I have just acquired for the Society library at Haileybury a copy of the St Nicholas magazine for February 1898, which contains the first publication of 'How the Rhinoceros got his Wrinkly Skin'.

As one of this world's wrinklies, I am pleased that JRK decided to change the title to something more acceptable to a significant proportion of the population.

John 



Sent with Mailtrack

On Sun, Mar 18, 2018 at 3:39 PM, David Gunther <[log in to unmask]> wrote:
Political Correctness is a worldwide scourge.

DRG

-----Original Message-----
From: John Radcliffe
Sent: Mar 16, 2018 2:32 PM
To: [log in to unmask]
Subject: Re: How the Rhinoceros Got his Skin

Such editing is an act of sacrilege! And very patronising to its audience !

(Speaking as an ex-producer of programmes for schools. )

All best

John R

Sent from my iPhone

On 16 Mar 2018, at 19:32, Alastair Wilson <00001b760784c1f8-dmarc-[log in to unmask]> wrote:

Members may be interested to know that, on the BBC Schools programme, broadcast last night at about 3.a.m, British time, read How the Rhinoceros Got his Skin.  Hooray.

BUT it was edited to exclude the fact that it was a Parsee man who baked the cake, which rather spoilt it.  I was in a semi-comatose state, and I cannot be sure exactly what else was edited, but I can say, with absolute certainty, that the sloka which he recited, came out as

Them that takes cakes  / Which a clever man bakes / Makes dreadful mistakes.
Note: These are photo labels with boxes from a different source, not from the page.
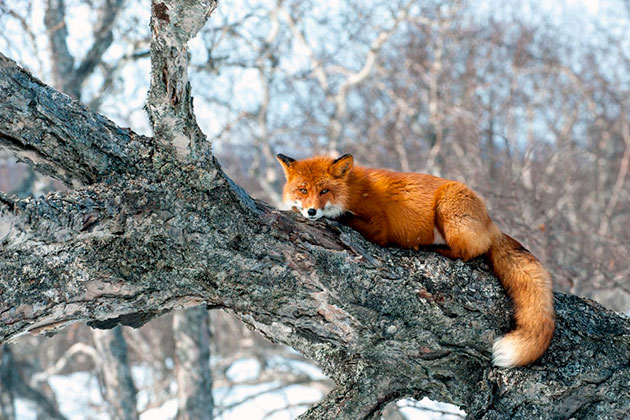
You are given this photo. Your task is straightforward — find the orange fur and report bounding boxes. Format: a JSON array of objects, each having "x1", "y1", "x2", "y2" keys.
[{"x1": 278, "y1": 155, "x2": 554, "y2": 367}]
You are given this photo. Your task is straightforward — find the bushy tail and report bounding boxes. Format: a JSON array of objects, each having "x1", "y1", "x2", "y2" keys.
[{"x1": 488, "y1": 233, "x2": 555, "y2": 367}]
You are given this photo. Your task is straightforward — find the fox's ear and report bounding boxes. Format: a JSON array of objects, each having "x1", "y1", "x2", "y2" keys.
[
  {"x1": 276, "y1": 153, "x2": 295, "y2": 179},
  {"x1": 330, "y1": 153, "x2": 354, "y2": 178}
]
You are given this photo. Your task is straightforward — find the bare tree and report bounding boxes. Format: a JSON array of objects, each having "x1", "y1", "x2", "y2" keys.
[
  {"x1": 0, "y1": 0, "x2": 630, "y2": 419},
  {"x1": 94, "y1": 326, "x2": 138, "y2": 420}
]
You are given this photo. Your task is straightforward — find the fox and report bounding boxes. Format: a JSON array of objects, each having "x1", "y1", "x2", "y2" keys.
[{"x1": 276, "y1": 154, "x2": 555, "y2": 368}]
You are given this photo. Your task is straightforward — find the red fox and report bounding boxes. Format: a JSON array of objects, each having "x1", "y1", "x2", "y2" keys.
[{"x1": 277, "y1": 154, "x2": 555, "y2": 367}]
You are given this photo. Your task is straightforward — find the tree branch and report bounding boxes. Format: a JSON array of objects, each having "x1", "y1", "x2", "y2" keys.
[
  {"x1": 146, "y1": 0, "x2": 217, "y2": 161},
  {"x1": 0, "y1": 54, "x2": 154, "y2": 187}
]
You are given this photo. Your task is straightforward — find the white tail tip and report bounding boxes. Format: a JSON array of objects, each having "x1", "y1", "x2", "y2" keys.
[{"x1": 492, "y1": 337, "x2": 518, "y2": 367}]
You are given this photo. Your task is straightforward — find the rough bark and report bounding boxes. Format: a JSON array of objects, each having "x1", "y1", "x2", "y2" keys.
[
  {"x1": 173, "y1": 306, "x2": 214, "y2": 420},
  {"x1": 93, "y1": 326, "x2": 138, "y2": 420},
  {"x1": 0, "y1": 1, "x2": 630, "y2": 419}
]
I also rather think that the marvellous list of places, in the direction of which the Parsee man went in the last sentence, was excluded or somehow edited.  I suppose that it was thought that many (most) children (and the audience is world-wide, of course) wouln't have the least idea of where they were.  I consider this a pity, because although many of Kipling's readers in the early 1900s would have been, shall we say, empire-savvy, I doubt is any of them would have known, either.  It's just a wondrous-sounding list of mysteious places, designed to fire a child's imagination.

But still, Good on the BBC for reading it.